Storage and Optimization
For optimization and re-use, MinHash LSH Forest supports “pickling” as the MinHash LSH
object is serializable. By default, ALPINE MinHash LSH are stored in the “cache”
directory in the forager source directory under the “alpine” directory.
alpine.bin contains the serialized binary object which will be reloaded when
Forager is run in test mode and where data will be written when run in training
mode. labels.txt contains the labels corresponding to the indexes assigned
by MinHash LSH Forest for query lookup. For accuracy, it is important that the
same labels file which is generated when the MinHash LSH Forest is created in
training mode is used for classification during testing mode.
Installation
ALPINE is included as a supported module inside Forager.
Usage
ALPINE must be pre-trained with data and labels before being used for classification. PCAP/PCAPNG data may be provided to TaPCAP and given a label during the training steps. You may add as many labels and input files as you would like to the training model.
Training Mode:
Forager: A Network Training Classification Toolkit.
Please choose a task:
tabularize packet data (TaPCAP)
generate regular expression signatures (RExACtor)
=> configure and train models (ALPINE, PALM, MAPLE, DATE)
classify packets (ALPINE, PALM, MAPLE, DATE)
clear current cache
In the main Forager menu, select “configure and train models” from the options. Note that if you choose to proceed, the stored model and labels in the cache directory will be overwritten. To save these models, copy them elsewhere before proceeding to train new ones. Next, select ALPINE as a training model. Note here that you may choose to train multiple models sequentially to save manual entry and effort.

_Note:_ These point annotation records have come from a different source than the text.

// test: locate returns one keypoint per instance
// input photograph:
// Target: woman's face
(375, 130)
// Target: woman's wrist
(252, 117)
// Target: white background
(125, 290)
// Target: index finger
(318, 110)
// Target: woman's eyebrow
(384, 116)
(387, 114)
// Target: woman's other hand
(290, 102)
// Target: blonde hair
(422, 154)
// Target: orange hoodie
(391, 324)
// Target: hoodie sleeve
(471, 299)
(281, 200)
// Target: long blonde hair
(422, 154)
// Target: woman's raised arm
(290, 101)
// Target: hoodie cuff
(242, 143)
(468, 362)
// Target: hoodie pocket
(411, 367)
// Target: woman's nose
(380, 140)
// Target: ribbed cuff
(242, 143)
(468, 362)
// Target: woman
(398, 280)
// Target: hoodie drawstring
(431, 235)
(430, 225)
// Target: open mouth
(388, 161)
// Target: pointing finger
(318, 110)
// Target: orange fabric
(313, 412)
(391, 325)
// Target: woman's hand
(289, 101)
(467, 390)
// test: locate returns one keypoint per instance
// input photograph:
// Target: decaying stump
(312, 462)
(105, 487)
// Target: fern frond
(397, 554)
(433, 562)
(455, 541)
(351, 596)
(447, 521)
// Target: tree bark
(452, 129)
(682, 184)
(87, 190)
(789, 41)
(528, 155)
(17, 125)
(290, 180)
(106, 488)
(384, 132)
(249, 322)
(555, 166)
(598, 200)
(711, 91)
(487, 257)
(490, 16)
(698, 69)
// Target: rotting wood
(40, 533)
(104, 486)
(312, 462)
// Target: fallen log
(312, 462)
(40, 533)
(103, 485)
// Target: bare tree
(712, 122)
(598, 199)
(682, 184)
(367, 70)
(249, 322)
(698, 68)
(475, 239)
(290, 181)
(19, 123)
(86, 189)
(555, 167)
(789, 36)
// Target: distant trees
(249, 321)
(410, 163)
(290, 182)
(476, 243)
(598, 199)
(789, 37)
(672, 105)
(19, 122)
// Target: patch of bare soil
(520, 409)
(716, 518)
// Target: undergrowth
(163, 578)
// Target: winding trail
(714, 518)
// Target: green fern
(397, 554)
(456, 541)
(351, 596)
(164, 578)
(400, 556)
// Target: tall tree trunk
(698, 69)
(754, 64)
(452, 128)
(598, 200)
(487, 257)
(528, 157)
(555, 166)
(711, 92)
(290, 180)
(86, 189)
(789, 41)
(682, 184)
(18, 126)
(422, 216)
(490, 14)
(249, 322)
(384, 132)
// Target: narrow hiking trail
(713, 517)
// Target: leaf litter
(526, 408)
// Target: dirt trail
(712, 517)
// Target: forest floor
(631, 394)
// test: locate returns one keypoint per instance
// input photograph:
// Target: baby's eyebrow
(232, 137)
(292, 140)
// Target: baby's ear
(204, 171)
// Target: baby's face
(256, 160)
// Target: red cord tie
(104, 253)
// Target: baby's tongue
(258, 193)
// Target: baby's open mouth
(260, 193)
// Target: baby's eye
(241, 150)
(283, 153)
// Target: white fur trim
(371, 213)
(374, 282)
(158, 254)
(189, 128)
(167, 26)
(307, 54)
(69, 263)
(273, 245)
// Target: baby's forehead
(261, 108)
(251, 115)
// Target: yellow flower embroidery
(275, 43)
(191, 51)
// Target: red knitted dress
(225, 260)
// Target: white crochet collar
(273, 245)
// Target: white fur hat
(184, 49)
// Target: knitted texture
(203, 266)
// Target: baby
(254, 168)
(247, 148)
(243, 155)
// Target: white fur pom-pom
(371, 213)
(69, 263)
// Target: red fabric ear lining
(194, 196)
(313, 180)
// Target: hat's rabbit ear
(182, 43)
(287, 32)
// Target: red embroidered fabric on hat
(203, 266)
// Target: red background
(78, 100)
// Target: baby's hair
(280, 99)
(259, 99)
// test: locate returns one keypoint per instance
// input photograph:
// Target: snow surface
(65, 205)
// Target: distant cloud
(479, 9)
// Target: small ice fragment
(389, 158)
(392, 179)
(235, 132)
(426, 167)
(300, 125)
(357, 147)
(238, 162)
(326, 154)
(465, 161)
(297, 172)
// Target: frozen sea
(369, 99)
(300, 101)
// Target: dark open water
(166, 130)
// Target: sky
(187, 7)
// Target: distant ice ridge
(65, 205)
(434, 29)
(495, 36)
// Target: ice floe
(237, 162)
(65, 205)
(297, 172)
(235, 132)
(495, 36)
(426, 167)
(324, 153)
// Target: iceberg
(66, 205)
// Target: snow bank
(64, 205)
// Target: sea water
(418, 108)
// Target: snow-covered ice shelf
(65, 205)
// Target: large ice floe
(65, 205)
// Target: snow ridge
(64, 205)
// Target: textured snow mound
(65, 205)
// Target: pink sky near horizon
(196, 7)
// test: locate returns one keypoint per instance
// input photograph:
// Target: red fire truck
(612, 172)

Forager: A Network Training Classification Toolkit.
Please choose one or more models to train (press SPACE to mark, ENTER to continue):
=> (x) ALPINE
( ) PALM
( ) MAPLE
( ) DATE
Following selection, you will be asked to provide input files and a label for each file. Labels may be re-used for multiple files. Note that labels must be exact in order to match (i.e. case-sensitive, spelled identically). You will be prompted for more files until you reply ‘n’.

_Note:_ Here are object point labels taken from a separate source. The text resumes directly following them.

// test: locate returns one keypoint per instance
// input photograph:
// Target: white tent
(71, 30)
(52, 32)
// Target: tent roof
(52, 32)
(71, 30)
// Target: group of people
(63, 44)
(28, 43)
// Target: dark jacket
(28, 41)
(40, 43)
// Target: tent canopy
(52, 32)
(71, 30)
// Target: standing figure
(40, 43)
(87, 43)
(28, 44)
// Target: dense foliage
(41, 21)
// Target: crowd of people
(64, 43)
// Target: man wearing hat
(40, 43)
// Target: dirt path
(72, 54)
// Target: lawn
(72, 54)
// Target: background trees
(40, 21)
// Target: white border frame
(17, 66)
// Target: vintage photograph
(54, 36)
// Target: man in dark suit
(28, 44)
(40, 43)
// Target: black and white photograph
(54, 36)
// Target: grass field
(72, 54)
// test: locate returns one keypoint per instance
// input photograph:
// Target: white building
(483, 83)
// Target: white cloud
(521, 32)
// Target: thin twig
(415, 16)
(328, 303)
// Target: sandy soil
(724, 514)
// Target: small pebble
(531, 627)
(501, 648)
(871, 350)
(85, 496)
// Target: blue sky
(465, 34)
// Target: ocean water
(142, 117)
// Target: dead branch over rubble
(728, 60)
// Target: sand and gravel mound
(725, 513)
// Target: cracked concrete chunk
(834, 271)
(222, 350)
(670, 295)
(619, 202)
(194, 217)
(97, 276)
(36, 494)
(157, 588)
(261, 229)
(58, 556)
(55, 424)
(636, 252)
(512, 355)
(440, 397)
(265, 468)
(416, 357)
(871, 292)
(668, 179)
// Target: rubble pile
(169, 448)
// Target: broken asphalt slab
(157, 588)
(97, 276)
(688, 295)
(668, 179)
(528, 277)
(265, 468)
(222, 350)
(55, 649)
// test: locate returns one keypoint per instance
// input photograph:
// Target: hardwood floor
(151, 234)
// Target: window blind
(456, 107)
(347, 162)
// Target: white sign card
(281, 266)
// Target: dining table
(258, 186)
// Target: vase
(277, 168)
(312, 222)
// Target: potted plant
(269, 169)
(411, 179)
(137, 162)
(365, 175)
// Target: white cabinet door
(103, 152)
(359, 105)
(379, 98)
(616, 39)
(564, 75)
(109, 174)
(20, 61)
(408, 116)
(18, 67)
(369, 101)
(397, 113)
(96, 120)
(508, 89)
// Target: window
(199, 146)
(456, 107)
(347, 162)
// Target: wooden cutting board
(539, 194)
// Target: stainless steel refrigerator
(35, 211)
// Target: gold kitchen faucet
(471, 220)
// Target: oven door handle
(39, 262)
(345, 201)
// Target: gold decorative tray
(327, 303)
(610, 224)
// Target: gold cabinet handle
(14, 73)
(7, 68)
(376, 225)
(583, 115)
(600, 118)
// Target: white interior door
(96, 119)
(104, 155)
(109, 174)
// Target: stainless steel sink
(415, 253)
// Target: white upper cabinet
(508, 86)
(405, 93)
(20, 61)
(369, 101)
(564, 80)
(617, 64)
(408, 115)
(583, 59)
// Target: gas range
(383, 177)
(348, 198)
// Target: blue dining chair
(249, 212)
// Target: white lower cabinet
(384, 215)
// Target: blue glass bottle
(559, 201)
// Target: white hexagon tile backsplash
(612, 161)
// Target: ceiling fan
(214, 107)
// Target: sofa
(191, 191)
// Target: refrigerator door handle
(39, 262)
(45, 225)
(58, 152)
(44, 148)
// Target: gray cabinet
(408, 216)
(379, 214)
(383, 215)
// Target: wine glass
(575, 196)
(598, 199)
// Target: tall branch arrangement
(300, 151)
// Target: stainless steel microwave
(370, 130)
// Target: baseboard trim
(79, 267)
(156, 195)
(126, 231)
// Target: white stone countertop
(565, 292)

Forager: A Network Training Classification Toolkit
Entering training mode...
WARNING: editing a model's configuration will override its current cache and settings. Continue (y/n)? y
CSV file input path? /Users/mkapoor1/Desktop/pop.csv
Label? POP3
Add another file (y/n)?
Once input files are provided, training will commence and the MinHash LSH Forest
will be serialized and saved to cache/alpine/alpine.bin. The labels will be
saved to cache/alpine/labels.txt.
Testing Mode:
Forager: A Network Training Classification Toolkit.
Please choose a task:
tabularize packet data (TaPCAP)
generate regular expression signatures (RExACtor)

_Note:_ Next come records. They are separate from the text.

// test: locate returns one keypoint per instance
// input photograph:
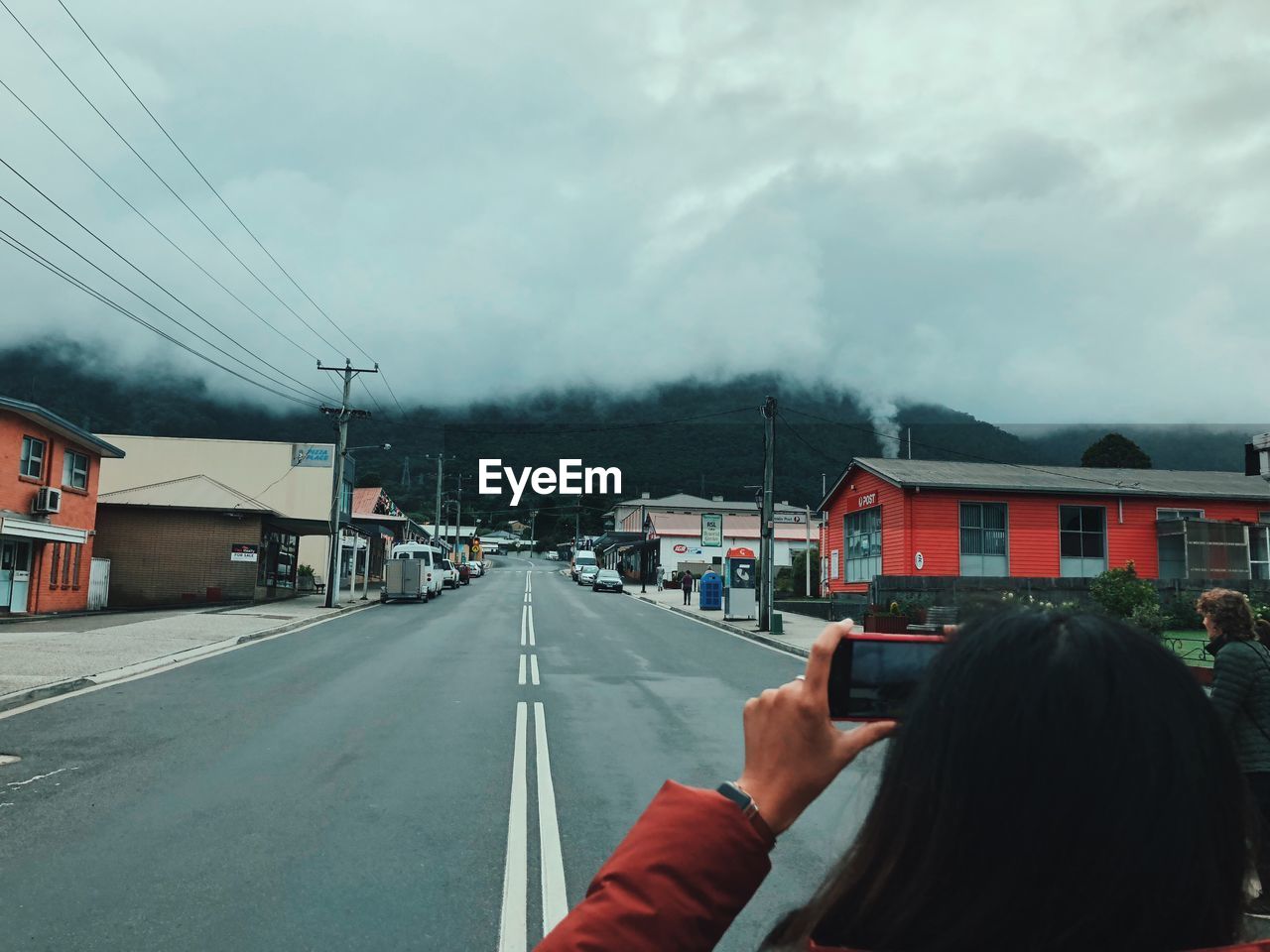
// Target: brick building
(931, 520)
(49, 484)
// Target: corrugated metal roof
(62, 425)
(187, 493)
(1074, 480)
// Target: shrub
(1150, 619)
(1120, 592)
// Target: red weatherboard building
(46, 463)
(925, 518)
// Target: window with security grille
(73, 470)
(1082, 540)
(1259, 551)
(862, 540)
(32, 462)
(984, 539)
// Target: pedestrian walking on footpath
(1241, 696)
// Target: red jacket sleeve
(684, 873)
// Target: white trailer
(405, 578)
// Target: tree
(1115, 452)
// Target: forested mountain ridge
(693, 436)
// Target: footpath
(799, 630)
(46, 656)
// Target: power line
(49, 266)
(145, 301)
(162, 179)
(153, 226)
(522, 430)
(957, 452)
(160, 287)
(209, 185)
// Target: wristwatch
(747, 806)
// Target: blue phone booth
(739, 589)
(710, 598)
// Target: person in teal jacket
(1241, 697)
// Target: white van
(581, 560)
(431, 556)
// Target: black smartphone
(871, 676)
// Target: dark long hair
(1061, 782)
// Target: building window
(1259, 551)
(864, 544)
(73, 470)
(1082, 540)
(32, 458)
(1161, 515)
(984, 539)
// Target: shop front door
(14, 575)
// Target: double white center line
(513, 924)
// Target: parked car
(607, 580)
(449, 574)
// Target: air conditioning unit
(48, 500)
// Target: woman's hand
(793, 749)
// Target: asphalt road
(385, 779)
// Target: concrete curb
(722, 626)
(21, 698)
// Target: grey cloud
(1021, 222)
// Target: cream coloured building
(291, 479)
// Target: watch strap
(748, 807)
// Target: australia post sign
(313, 454)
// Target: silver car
(607, 580)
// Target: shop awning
(42, 531)
(300, 527)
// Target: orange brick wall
(164, 556)
(79, 511)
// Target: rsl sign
(711, 530)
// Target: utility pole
(767, 527)
(341, 416)
(807, 552)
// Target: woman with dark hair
(1060, 783)
(1241, 696)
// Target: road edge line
(17, 703)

configure and train models (ALPINE, PALM, MAPLE, DATE)
=> classify packets (ALPINE, PALM, MAPLE, DATE)
clear current cache
In the main Forager menu, select “classify packets” from the options. You will then be prompted to select the model(s) for training. The saved weights and data structures from the previous training session will be loaded from the cache. If no model is found, an error message will be shown.
Forager: A Network Training Classification Toolkit.
Please choose one or more models to test (press SPACE to mark, ENTER to continue):
=> (x) ALPINE
( ) PALM
( ) MAPLE
( ) DATE
Next, you will need to provide an input file path for the test data.
Forager: A Network Training Classification Toolkit
Entering testing mode...
CSV file input path? /Users/mkapoor1/Desktop/pop.csv
testing ALPINE
After classification is complete, results will be written to a file under “cache/results/<input file name>_results.txt”.
Publication:
Kapoor, M., Krishnan, S., Moyer, T. Deep Packet Inspection at Scale: Search Optimization Through Locality-Sensitive Hashing. In proceedings of IEEE 21st International Symposium on Network Computing and Applications (NCA). 14-16 December, 2022.